If you suspect there may be problems with payment, start putting the related documents - like invoices, payments, work logs, and emails – in a separate folder so you can easily send it to an attorney. If you can organize it well and summarize what happened in a timeline, that will save you attorney’s fees because it will take the attorney less time to try to reconstruct what happened.
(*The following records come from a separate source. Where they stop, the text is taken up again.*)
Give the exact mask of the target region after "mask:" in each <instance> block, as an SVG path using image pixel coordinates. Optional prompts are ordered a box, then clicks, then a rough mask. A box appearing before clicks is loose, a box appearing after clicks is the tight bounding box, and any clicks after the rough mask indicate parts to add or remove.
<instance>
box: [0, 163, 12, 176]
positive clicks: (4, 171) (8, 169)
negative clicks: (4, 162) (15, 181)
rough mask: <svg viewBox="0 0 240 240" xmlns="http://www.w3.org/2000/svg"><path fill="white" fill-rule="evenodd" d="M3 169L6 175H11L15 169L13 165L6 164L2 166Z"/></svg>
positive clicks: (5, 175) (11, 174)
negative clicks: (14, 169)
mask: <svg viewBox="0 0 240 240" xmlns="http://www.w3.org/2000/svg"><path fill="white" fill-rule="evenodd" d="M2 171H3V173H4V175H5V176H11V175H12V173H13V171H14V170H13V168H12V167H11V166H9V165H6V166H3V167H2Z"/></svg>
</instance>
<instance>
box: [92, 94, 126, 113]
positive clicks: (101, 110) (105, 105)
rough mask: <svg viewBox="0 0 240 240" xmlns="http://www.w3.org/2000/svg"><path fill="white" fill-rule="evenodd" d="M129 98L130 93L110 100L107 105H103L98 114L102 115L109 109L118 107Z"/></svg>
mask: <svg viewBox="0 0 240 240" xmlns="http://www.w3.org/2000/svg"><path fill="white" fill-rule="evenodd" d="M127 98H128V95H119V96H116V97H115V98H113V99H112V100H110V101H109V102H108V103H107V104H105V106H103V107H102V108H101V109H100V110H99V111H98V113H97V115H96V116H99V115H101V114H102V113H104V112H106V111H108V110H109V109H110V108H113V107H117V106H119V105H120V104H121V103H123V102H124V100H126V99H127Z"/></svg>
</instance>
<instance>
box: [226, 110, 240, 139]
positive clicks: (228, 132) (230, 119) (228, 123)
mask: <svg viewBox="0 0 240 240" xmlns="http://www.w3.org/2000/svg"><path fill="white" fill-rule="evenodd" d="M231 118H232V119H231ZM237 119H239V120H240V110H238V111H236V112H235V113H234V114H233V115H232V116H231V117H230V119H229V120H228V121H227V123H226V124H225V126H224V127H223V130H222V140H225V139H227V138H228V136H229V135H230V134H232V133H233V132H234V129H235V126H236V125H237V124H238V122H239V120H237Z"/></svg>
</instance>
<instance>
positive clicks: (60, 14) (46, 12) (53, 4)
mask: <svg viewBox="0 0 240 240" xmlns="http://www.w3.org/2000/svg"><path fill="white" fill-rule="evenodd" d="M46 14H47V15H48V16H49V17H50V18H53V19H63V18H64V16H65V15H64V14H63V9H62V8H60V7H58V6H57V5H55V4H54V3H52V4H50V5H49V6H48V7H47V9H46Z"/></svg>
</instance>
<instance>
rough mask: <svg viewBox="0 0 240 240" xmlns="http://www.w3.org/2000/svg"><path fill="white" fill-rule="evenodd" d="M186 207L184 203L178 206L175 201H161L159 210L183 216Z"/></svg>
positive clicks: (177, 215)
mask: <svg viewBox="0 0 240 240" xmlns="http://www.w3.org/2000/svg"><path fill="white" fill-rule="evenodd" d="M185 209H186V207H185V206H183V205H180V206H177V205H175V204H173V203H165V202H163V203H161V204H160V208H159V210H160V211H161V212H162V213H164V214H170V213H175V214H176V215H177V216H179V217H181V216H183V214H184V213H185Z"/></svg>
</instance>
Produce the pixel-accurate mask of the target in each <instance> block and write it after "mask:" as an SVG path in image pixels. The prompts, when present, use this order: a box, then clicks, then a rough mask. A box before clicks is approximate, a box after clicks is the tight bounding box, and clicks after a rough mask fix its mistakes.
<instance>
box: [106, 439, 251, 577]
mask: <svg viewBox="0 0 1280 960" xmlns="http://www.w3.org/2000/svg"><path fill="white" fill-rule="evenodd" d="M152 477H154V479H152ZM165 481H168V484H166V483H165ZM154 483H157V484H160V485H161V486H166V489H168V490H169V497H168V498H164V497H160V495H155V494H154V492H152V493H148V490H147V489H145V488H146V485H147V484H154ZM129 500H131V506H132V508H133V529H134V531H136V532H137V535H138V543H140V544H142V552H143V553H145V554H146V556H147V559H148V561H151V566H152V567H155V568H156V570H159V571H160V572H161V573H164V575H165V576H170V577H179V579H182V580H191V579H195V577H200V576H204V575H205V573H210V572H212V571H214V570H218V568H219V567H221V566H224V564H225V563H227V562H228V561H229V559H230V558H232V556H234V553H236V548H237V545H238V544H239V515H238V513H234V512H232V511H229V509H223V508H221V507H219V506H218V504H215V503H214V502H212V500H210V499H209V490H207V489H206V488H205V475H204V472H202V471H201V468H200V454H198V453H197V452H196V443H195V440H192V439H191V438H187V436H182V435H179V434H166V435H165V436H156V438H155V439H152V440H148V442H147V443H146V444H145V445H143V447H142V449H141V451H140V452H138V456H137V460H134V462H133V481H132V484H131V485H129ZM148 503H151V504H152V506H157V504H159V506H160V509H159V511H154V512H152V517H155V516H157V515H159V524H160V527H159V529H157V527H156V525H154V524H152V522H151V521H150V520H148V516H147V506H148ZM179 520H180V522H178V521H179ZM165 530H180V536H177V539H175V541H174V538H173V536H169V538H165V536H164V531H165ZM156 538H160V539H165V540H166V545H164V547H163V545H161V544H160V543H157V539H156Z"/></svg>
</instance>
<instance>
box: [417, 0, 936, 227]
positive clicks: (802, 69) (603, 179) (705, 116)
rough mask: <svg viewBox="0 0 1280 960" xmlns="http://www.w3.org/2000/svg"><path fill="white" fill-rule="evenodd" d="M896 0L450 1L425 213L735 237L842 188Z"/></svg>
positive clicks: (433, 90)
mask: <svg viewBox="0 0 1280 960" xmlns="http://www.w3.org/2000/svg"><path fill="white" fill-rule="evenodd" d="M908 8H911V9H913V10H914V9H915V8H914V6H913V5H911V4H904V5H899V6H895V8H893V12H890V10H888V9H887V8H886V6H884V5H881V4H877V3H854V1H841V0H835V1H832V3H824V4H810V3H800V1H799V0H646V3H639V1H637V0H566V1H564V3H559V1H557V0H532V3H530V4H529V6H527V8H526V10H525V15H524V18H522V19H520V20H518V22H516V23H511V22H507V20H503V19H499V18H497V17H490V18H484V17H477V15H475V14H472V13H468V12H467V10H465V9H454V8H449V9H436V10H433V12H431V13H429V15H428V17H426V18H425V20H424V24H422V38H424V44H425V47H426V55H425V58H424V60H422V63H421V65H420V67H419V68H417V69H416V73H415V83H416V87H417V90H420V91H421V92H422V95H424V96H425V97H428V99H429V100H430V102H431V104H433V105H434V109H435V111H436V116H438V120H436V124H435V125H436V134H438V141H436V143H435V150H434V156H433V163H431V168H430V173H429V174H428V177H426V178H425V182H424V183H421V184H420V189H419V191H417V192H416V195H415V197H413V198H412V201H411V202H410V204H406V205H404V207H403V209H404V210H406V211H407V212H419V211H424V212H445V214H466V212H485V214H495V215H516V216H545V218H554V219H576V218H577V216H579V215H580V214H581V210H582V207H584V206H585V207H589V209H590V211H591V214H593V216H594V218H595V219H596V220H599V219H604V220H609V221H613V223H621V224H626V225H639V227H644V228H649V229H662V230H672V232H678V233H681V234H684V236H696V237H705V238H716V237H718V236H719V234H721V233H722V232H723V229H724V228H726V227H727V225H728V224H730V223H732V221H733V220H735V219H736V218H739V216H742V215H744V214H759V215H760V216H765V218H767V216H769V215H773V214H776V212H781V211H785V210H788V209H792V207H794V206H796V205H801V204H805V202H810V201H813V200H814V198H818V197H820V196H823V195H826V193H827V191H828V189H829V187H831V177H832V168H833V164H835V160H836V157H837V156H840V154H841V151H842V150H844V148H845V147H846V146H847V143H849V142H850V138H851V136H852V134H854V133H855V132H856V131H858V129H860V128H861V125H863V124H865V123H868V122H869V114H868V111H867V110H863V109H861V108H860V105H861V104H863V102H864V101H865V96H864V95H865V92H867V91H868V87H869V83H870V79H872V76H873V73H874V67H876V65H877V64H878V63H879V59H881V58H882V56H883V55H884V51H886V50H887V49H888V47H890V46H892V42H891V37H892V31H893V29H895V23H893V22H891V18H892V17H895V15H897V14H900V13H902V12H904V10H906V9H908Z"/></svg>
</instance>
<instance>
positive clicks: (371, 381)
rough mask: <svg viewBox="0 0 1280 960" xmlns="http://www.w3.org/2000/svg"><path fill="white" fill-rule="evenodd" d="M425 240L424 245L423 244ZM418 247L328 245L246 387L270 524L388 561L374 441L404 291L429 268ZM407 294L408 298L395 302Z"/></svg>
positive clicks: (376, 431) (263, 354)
All this said, future work from a general contractor you like working with is worth more money over the long run than chasing a small prompt payment claim. Prompt payment laws are great tools to have in your arsenal but something that should be used as a last resort.

Conclusion

Prompt payment laws help subcontractors get paid and encourage general contractors to behave like good businesspeople. Knowing how they work will help you structure your project documentation in a way that can help you use them if you need to. They are a good tool to have, but not a substitute for good working relationships over the long term.

About the Author

Greg Reaume is an attorney with the firm

McInerney & Dillon

in California. Mr. Reaume comes from a construction family and worked in the field before becoming a lawyer. He can be contacted at gwr@ mcinerney-dillon.com , 213.926.1516, or Instagram @the.construction.lawyer .

LEGAL BUDGET

Anyone working in construction should set aside a chunk of money for legal costs. Legal claims can come from many places. For example, a homeowner might sue on a warranty claim, or a general contractor might wrongly try to back-charge you. An employee might sue on a wage claim, or your insurance may wrongfully deny coverage. In any of those situations you are going to need to have a small war chest to set the record straight. A good attorney might be able to deal with most issues through phone calls and working informally with the other side. If not, they will be able to strategize with you about cutting your losses or continuing to argue for or against a claim against you. You should have at least $40,000 set aside in case you run into a serious legal problem. The costs to fight a case in court have a large range, but it is unlikely that you would spend less than $100,000 for a battle that went that far. That said – keep some money budgeted each year for “Legal.” Hopefully you will not need to use it, but if you do end up in a lawsuit you will find that budget to be a critical part of your firm’s long term viability.